**330**wrote:

Hi, Check my understanding towards how Poisson distribution is employed when finding peaks of CHIP-seq and CLIP-seq. It is well known that the number of times for a base is sequenced follows a Poisson distribution. Just like people going to supermarket using a particular entrance in a given period of time. Poisson distribution can plotted as following:

Here the average is 7 (lambda=7) plotted in red line. And green line denotes the edge of probabiliy is 0.975.

From the genome wide scale, *coverage* = *Read Length (nt)* * *Total Reads Number * / *Genome Length (nt)*. Indicating the average number of reads that hit a base. So assign the *coverage* as the lambda (or mean) of Poisson distribution, let's say also 7 here. x-axis means the reads number for a base, and y-axis means the probability of a given reads number.

Thus, we can know when the probability is 0.975, the reads number is <= 13. If the reads number detected in real CHIP-seq/CLIP-seq is larger than 14, we will know it is almost impossible, as long as the reads follow poisson distribution.
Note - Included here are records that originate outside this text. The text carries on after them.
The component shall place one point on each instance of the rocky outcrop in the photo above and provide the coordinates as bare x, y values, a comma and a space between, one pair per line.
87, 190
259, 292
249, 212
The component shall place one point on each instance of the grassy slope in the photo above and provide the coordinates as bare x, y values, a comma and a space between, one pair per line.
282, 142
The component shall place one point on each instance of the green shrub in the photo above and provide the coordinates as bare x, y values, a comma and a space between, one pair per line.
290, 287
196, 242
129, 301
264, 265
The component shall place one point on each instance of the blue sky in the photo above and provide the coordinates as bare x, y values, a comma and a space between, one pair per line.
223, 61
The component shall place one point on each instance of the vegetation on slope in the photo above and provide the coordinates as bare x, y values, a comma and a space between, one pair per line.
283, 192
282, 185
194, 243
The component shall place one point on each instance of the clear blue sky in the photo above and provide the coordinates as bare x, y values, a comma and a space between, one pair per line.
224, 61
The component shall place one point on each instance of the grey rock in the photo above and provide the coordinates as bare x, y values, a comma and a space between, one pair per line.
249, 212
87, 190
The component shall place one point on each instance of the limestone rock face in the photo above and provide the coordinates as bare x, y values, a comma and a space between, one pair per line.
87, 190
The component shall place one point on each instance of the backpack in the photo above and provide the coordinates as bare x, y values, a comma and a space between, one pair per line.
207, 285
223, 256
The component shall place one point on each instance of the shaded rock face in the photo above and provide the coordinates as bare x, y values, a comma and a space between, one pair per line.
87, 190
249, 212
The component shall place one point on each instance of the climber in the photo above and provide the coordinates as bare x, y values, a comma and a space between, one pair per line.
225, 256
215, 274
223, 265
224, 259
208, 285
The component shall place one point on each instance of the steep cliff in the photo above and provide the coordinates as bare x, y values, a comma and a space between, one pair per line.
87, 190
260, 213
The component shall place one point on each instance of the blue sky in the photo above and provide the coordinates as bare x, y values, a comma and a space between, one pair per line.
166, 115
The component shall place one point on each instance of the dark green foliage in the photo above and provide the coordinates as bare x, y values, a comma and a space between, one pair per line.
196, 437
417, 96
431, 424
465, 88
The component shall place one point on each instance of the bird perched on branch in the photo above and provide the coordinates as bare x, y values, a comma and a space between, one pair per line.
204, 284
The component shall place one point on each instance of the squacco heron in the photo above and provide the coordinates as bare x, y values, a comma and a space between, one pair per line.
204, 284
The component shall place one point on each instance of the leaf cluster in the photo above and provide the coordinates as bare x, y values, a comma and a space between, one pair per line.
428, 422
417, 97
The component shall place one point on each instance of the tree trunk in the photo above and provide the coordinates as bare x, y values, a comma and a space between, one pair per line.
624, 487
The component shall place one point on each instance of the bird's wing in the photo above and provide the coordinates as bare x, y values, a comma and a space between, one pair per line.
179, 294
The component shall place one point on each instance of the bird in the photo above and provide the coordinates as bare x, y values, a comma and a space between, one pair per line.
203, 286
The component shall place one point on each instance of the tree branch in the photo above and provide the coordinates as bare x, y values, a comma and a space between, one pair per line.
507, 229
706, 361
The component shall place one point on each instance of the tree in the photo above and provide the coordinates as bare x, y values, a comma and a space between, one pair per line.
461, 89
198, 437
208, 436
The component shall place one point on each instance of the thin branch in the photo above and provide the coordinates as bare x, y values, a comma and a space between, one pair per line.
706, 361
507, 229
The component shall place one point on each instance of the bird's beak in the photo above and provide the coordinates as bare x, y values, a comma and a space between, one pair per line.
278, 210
However, in the real experiment, we detect for a position, the reads number is, let's say 20. Thus, how to explain this result? It is because here is the enrichment induced by chromatin binding protein (in CHIP-seq). Those reads are not random distributed. Thus, it can get a p-value for reads number = 20 by calling ** ppois(20-1,lambda=7,low.tail=FALSE)** in R.

Am I right? 'Cause I don't want to get wrong understanding.